I saw a funny cartoon on Facebook recently, where a cat had made a little Zen Garden out of his litter box. A woman commented that her cat had started pooping next to the litter box and they were going to find it a new home. Dozens of angry retorts from cat lovers followed, and while some of the comments were a bit harsh, I think their wrath was justified. Had the woman said she’d tried everything to figure out why the cat was doing this, and asked for help, it would have been a different story.

Unfortunately, there are people who, instead of trying to change this common but undesirable behavior, just dump the cat at the shelter. That doesn’t solve anything, and innocent animals suffer needlessly. It’s absolutely not the cat’s fault that it starts going outside the litter box. There is always a reason, and a responsible pet owner has a duty to figure it out and find a solution. Anything else is just unacceptable. Sometimes it’s not easy, but no one ever said life would be without challenges.

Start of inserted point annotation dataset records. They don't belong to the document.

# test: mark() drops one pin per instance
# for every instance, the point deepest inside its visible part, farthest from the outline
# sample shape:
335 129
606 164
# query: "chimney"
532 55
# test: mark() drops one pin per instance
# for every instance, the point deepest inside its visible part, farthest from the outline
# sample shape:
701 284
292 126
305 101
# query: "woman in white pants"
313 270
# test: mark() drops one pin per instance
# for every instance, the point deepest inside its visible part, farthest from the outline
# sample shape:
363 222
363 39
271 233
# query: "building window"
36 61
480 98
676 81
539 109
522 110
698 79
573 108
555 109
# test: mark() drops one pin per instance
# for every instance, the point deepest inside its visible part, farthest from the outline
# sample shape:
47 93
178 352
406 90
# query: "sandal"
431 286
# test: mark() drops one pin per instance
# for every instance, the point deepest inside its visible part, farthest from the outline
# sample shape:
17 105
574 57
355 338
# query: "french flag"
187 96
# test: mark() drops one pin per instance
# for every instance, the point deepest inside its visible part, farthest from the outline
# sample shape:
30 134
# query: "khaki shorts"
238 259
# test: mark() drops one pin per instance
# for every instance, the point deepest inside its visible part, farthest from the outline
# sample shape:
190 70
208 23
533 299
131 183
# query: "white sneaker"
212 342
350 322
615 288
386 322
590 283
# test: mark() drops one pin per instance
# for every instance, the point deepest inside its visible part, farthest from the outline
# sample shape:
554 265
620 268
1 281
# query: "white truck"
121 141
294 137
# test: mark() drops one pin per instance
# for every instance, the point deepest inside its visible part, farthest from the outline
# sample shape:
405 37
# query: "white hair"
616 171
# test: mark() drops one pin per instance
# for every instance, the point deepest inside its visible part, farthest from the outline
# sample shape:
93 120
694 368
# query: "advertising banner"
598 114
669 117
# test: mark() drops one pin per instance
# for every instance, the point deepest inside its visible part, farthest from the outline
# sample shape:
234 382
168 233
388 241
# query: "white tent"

There are five main reasons a cat might start “doing his business” outside the litter box. Let’s take a look at them.

A Medical Problem

Many medical issues – including diabetes, cystitis, bladder stones and urethral blockage – can cause a cat to stop using the litter box, and some can be life threatening. Therefore, it’s imperative to take your cat to the vet to rule out a medical problem first, before considering other reasons for the litter box aversion.

Type of Litter

Back in 1947, when Edward Lowe “accidentally” invented the first commercially packaged kitty litter, pet owners weren’t faced with a gazillion choices like they are today. How do we choose one? It depends somewhat on your personal preferences, but in the end it’s really about which one your cat likes and will use. If you love the natural kitty litters made from corn or wheat but your cat doesn’t, guess who has the final say? If you think scented litter smells nice, but your cat (whose sense of smell is infinitely greater than your own) prefers unscented, then unscented is what you’ll have to use. Some litter has a rough texture, and your cat might prefer a finer, sandy feel.

If your cat doesn’t like your choice of litter for any reason, she’s going to let you know with inappropriate elimination – and you will never convince them to accept a litter they find objectionable. You may have to try many different brands and types to discover which one is the holy grail of kitty litters in your cat’s eyes, but once you do, stick with it.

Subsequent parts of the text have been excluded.